# Applecross - Pass of the Cattle



## Hezbez (Feb 7, 2009)

Just wondering if anyone has been brave enough (or foolish enough!) to take the South road into Applecross with a large motorhome and lived to tell the tale?

We went in from the North and out the South road. Quite an experience! But Applecross was definitely worth it!


----------



## CurlyBoy (Jan 13, 2008)

*Applecross*

Hi Hez, we have only crossed on motorbike, spectacular! Will do it in MH someday.
curlyboy


----------



## shingi (Apr 18, 2008)

We did it last year in a CI Carioca 5 and it was brilliant. I told my husband that I wanted to drive even though I felt a bit daunted. However, it was a wonderful experience. It was June and we only met a couple of vehicles comng in the opposite direction. We'll do it again next year.


----------



## firewood (Mar 17, 2009)

we hope to go in july this year


----------



## PeterandLinda (Feb 21, 2009)

Hi

I've been down it a couple of times in the past and it always struck me that the bends would be easier going up the pass, provided that you had enough power, and in theory traffic coming downhill should give way to those going uphill.

P&L


----------



## carol (May 9, 2005)

We have done it several times, in a 32' RV, a 19ft Hymer and a 22ft Hymer, and a car - not a problem, just stop in any passing place if you see something coming. Fun was with the RV when we met a large lorry delivering to Applecross, where there was no passing place, and it was on the level bit, with boggy side bits... not good but we managed it.

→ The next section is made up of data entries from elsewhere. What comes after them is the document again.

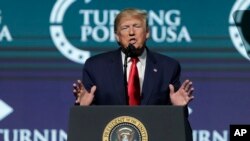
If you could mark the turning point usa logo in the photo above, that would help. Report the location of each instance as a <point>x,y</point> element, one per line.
<point>239,29</point>
<point>92,28</point>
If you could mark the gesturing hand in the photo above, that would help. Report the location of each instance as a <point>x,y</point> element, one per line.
<point>83,97</point>
<point>184,95</point>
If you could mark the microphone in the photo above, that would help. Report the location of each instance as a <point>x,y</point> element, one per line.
<point>130,51</point>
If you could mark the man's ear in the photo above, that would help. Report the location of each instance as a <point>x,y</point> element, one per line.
<point>117,37</point>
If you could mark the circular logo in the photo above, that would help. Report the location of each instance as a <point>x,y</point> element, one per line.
<point>125,128</point>
<point>58,36</point>
<point>238,39</point>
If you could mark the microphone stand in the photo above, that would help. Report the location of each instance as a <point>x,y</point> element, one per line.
<point>125,76</point>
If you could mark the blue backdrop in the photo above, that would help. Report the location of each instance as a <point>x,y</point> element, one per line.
<point>43,46</point>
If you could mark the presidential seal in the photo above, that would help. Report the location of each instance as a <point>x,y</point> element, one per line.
<point>125,128</point>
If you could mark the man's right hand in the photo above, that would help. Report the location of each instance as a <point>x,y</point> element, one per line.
<point>83,97</point>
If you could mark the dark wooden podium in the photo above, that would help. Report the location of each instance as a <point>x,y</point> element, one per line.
<point>125,123</point>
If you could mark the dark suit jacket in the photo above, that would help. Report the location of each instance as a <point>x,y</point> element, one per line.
<point>106,72</point>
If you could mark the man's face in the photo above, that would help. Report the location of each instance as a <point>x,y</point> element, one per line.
<point>132,30</point>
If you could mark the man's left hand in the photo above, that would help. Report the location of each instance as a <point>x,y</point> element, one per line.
<point>182,96</point>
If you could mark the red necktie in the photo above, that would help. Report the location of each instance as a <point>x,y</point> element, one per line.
<point>134,84</point>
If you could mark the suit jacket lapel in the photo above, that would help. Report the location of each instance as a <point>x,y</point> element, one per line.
<point>116,74</point>
<point>150,77</point>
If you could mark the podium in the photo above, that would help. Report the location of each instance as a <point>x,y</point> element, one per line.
<point>125,123</point>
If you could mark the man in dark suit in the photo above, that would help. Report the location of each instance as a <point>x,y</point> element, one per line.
<point>104,74</point>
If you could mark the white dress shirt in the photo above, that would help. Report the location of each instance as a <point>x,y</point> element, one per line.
<point>141,64</point>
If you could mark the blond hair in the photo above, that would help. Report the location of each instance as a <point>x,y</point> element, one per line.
<point>131,12</point>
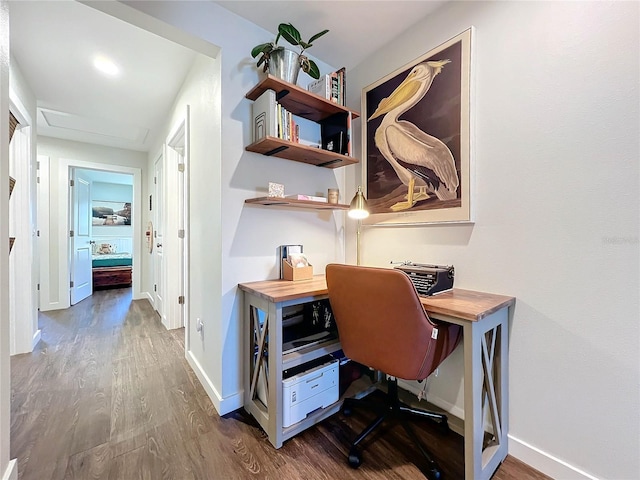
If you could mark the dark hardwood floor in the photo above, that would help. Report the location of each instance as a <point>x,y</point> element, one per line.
<point>107,394</point>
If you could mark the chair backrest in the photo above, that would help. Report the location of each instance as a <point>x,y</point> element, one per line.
<point>382,323</point>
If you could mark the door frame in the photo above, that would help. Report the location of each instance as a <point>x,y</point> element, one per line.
<point>176,245</point>
<point>74,220</point>
<point>158,221</point>
<point>59,241</point>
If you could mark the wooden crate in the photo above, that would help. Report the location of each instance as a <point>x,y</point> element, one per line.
<point>294,274</point>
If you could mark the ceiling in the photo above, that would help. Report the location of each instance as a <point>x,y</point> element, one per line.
<point>357,28</point>
<point>54,43</point>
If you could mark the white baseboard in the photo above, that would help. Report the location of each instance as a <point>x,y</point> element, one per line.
<point>11,473</point>
<point>545,462</point>
<point>36,339</point>
<point>222,405</point>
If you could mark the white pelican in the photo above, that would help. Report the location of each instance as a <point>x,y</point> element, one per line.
<point>417,158</point>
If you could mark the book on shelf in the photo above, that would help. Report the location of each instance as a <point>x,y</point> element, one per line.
<point>313,198</point>
<point>271,119</point>
<point>336,133</point>
<point>331,86</point>
<point>264,116</point>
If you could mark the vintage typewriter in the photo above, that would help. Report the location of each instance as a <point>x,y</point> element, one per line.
<point>429,279</point>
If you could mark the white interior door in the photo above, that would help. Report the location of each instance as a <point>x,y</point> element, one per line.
<point>158,238</point>
<point>81,281</point>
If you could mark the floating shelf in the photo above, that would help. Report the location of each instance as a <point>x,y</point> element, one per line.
<point>290,202</point>
<point>277,147</point>
<point>298,100</point>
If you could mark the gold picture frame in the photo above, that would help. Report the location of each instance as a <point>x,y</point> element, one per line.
<point>416,139</point>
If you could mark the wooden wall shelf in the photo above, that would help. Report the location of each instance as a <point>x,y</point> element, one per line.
<point>290,202</point>
<point>277,147</point>
<point>298,100</point>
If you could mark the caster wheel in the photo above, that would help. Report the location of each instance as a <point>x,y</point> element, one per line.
<point>432,473</point>
<point>444,427</point>
<point>355,458</point>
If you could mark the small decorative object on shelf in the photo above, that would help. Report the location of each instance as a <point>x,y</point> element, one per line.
<point>276,190</point>
<point>313,198</point>
<point>284,63</point>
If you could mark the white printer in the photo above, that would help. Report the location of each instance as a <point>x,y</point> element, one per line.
<point>309,390</point>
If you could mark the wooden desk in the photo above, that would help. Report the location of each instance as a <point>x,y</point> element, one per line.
<point>484,318</point>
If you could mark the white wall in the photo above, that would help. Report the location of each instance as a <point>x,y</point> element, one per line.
<point>557,209</point>
<point>22,213</point>
<point>8,469</point>
<point>201,94</point>
<point>231,243</point>
<point>56,156</point>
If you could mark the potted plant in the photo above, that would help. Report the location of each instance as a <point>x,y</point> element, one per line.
<point>285,63</point>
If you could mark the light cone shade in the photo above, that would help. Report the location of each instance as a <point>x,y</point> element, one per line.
<point>358,208</point>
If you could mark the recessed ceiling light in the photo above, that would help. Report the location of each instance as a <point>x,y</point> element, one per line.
<point>105,65</point>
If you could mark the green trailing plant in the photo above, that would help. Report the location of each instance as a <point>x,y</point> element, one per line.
<point>291,35</point>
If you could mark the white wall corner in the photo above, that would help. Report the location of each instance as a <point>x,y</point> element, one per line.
<point>11,473</point>
<point>544,462</point>
<point>36,338</point>
<point>222,405</point>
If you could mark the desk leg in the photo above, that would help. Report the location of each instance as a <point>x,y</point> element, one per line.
<point>486,395</point>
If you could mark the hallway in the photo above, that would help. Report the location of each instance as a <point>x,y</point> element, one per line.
<point>107,394</point>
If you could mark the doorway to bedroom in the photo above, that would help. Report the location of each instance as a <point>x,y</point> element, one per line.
<point>101,253</point>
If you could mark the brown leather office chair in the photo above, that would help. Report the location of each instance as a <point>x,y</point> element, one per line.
<point>383,325</point>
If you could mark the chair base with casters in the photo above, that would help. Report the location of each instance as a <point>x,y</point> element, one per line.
<point>393,409</point>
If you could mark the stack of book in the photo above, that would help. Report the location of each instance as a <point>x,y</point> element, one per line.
<point>271,119</point>
<point>332,86</point>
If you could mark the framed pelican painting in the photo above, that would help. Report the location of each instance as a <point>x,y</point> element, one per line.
<point>416,139</point>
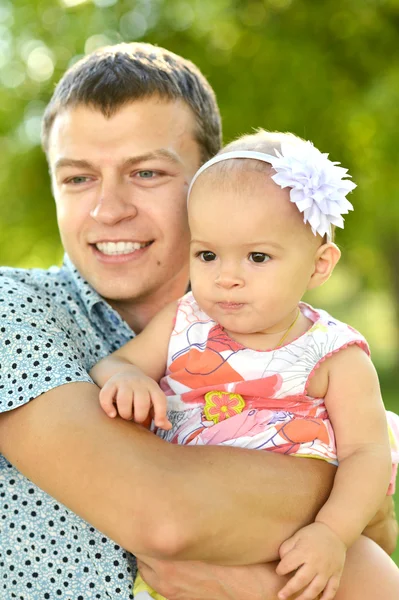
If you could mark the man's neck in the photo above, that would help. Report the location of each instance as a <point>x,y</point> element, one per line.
<point>139,313</point>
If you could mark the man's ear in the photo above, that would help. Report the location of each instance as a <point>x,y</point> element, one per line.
<point>326,258</point>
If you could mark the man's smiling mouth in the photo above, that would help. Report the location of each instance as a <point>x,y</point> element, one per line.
<point>117,248</point>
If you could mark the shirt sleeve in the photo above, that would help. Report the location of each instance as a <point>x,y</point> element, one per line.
<point>37,352</point>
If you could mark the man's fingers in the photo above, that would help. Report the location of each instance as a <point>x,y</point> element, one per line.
<point>106,397</point>
<point>298,582</point>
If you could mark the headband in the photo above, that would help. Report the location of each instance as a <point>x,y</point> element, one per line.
<point>318,185</point>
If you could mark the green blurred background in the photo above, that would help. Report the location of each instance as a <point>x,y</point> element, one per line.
<point>328,70</point>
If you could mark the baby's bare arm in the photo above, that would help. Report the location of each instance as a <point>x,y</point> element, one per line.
<point>358,417</point>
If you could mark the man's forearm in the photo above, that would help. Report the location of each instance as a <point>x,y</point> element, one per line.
<point>222,505</point>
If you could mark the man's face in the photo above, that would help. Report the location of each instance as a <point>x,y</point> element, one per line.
<point>120,187</point>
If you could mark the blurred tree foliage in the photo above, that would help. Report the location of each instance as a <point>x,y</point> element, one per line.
<point>328,71</point>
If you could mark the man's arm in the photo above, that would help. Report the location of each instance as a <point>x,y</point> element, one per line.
<point>222,505</point>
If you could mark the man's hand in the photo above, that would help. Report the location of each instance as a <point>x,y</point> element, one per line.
<point>317,555</point>
<point>201,581</point>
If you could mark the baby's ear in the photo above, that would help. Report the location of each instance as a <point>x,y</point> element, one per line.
<point>326,258</point>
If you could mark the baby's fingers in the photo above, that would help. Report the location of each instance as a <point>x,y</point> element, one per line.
<point>106,398</point>
<point>290,562</point>
<point>124,401</point>
<point>142,405</point>
<point>298,582</point>
<point>160,405</point>
<point>331,588</point>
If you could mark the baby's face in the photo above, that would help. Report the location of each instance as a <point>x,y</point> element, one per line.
<point>251,255</point>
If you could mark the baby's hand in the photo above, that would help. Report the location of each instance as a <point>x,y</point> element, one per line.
<point>134,397</point>
<point>317,555</point>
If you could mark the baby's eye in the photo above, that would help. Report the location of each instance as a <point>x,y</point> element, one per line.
<point>258,257</point>
<point>206,256</point>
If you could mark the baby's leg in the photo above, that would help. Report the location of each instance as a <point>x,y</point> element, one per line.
<point>369,574</point>
<point>383,529</point>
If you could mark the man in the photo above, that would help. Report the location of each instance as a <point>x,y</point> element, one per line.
<point>125,131</point>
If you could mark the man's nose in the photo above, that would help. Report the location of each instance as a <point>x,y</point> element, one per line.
<point>114,203</point>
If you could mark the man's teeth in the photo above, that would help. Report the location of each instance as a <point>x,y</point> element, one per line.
<point>119,247</point>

Supposedly there is a great view from the car park at the top - but every time we have been it as been cloudy - so should you be lucky and get a picture - can I please have a copy

Carol


----------



## dannimac (Jun 8, 2008)

I applaud you all. We've only done it in an Astra and I've never prayed so hard in my life! In my defence, we did meet 2 separate artics and had to reverse down 2 of the hairpins!

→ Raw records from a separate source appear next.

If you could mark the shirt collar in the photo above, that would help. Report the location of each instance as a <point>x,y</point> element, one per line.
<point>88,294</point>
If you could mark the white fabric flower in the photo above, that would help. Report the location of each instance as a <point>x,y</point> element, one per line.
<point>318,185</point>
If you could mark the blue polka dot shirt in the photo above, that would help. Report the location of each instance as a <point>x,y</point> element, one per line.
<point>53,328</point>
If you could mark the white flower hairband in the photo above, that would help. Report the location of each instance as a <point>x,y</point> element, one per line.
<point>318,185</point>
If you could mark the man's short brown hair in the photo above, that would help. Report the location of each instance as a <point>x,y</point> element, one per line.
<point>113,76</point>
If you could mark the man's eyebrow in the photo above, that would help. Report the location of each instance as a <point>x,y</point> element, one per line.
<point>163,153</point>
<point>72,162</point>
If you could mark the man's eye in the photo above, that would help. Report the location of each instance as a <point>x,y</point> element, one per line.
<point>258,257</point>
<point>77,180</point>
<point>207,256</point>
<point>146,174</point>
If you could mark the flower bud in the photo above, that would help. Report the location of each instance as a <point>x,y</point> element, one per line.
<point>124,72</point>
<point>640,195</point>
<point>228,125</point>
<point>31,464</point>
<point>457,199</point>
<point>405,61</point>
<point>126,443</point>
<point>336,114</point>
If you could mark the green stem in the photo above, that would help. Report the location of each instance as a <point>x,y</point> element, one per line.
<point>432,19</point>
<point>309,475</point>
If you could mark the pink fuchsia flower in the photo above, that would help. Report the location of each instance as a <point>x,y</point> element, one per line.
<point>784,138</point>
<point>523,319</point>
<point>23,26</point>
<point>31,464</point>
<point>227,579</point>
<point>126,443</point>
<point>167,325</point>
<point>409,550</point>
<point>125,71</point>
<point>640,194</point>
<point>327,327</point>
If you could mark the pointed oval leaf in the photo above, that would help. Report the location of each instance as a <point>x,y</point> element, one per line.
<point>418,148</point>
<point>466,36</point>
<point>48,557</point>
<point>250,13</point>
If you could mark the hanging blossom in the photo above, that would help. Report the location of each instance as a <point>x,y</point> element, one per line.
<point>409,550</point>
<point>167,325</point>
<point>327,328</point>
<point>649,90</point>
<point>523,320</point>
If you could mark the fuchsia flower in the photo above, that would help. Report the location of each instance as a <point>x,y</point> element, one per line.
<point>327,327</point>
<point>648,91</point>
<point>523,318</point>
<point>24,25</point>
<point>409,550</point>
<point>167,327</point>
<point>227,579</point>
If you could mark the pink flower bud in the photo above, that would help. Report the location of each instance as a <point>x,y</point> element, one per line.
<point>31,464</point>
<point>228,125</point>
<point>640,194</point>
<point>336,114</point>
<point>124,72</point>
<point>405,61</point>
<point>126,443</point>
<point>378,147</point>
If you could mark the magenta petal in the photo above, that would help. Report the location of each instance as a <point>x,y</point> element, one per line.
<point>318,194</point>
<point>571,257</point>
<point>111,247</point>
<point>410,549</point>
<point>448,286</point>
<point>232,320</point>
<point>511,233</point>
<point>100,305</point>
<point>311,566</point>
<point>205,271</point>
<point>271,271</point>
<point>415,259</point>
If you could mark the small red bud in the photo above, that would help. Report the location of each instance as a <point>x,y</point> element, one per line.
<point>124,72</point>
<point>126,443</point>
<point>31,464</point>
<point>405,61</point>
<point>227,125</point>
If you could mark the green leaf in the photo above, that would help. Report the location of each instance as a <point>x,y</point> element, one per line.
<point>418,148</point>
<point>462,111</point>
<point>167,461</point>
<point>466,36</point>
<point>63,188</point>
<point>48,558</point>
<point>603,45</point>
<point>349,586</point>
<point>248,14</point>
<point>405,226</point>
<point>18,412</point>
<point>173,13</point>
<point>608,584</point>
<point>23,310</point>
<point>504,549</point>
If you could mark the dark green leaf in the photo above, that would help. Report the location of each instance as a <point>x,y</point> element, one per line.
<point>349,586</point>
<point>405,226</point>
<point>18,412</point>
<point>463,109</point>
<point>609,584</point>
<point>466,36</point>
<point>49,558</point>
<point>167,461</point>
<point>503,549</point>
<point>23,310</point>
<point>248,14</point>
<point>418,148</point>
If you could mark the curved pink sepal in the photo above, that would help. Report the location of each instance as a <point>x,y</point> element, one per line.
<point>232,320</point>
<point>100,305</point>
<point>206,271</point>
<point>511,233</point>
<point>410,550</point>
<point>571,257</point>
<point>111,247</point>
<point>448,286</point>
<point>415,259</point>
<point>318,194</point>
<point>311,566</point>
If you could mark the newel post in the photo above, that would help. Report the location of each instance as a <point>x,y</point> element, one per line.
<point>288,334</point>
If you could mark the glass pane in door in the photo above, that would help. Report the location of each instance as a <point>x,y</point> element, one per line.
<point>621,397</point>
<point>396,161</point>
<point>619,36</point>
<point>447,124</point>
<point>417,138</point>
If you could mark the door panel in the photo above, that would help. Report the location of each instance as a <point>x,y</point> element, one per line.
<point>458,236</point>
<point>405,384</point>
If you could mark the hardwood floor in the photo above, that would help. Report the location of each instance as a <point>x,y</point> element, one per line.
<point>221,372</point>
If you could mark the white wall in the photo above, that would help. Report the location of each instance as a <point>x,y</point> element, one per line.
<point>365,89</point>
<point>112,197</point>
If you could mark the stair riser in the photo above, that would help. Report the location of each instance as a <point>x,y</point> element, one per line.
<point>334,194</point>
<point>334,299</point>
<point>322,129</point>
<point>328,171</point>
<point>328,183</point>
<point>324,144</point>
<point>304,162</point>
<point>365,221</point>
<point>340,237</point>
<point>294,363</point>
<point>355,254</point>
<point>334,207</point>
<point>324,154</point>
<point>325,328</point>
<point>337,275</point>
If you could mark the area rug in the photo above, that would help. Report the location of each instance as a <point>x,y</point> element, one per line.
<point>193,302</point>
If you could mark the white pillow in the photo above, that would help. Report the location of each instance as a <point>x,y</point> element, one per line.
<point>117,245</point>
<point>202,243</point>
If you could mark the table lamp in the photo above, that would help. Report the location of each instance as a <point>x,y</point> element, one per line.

Think Applecross is totally worth it though. We loved the beach too.

D


----------



## Codfinger (Jan 11, 2008)

*Applecross pass*

Hi, we did it last summer in our Rapido without any problems, we had one night on top and the veiws across to Skye in the morning were outstanding (would post some but cant work it out any more) however the midges were just as bad up there too


----------